DELISERDANG, Garuda Nusantara - Saling Klaim tanah Negara seluas kurang lebih 150 hektar menjadi pemicu pertikaian antar warga hingga diduga menjadi penyebab terjadinya penganiayaan dan pembakaran rumah warga, serta pengancaman berupa kekerasan yang dilancarkan salah satu oknum Ormas. Warga menyebutkan, tujuan dari teror tersebut tak lain dan tak bukan adalah untuk menakut-nakuti warga agar meninggalkan tanah tersebut yang telah mereka kelola bertahun-tahun itu. Demikian dikemukakan warga kepada Garuda Nusantara, Kamis (13/8/2020).
Tidak sampai disitu, dikatakan warga Dusun Tanduk Benua, Desa Suka Makmur, Kecamatan Kutalimbaru, Kabupaten Deliserdang, Provinsi Sumatera Utara bahwa puncak dari ancaman itu sampai terjadi pemukulan Senin, 5 Juni 2020 sekira pukul 17.00 WIB. Segerombolan orang yang disebut-sebut Ketum salah satu ormas marga itu menghampiri dengan suara lantang, menganiaya empat orang warga tanpa ampun, yaitu berinisial nama LM, YD, AT, dan SC.
"Kami dipukuli tanpa belas kasihan pak, kami tidak kenal pelaku pemukulan hanya kami dengar disebut-sebut namanya Ketum Ormas Marga Karo. Kami hanya Petani pak hanya mengharapkan dua liter berasnya, kami dianiaya tanpa sebab sampai nangis-nangis kami dipukuli tanpa ampun," keluhnya.
Lebih lanjut warga menerangkan bahwa sudah membuat laporan tentang pembakaran rumah warga itu dan juga penganiayaan yang dialami warga serta pengancaman tersebut ke pihak yang berwajib yaitu ke Polsek Kuta Limbaru Polrestabes Medan dengan Nomor Laporan NO LP 61/K/Vl/2020/SPKT/SEK KUTALIM TGL 01/JUNI 2020.
Namun warga sangat menyayangkan, dua bulan sudah berlalu laporan warga belum ada titik terang alias jalan ditempat. “Warga menaruh harapan kepada penegak hukum agar menempatkan hukum sebagai panglima tertinggi, memberikan perlindungan kepada masyarakat serta mampu menangkap pelaku penganiayaan, penebar teror, serta pembakar rumah,” tegas warga kepada awak media.Dikonfirmasi terpisah, Kapolsek Kutalimbaru Polrestabes Medan Hendri Surbakti melalui Kanit Reskrim Rudi Sitohang mengatakan, bahwa laporan kasus pembakaran serta laporan kasus pengancaman belum cukup alat bukti, Jumat (14/8/2020).

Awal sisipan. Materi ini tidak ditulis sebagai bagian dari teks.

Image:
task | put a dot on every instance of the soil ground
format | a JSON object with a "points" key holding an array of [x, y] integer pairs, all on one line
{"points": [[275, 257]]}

"Kalau untuk kasus penganiayaan sudah ditetapkan tersangkanya inisial nama MB, namun kemarin sudah mau damai, nunggu waktu yang baik saja," tegasnya singkat.
Lebih lanjut dikatakan, salah satu tokoh masyarakat Pasta Surbakti menjelaskan bahwa kelompok Tani Sada Ola Reboisasi sudah mengelola lahan tanah tersebut selama kurang lebih enam tahun lamanya. “Sudah bercocok tanam disana bersama masyarakat lima puluhan Kepala keluarga (KK) lebih dan bahkan bertempat tinggal di lahan itu,” bebernya kepada awak media, Kamis (13/8/2020).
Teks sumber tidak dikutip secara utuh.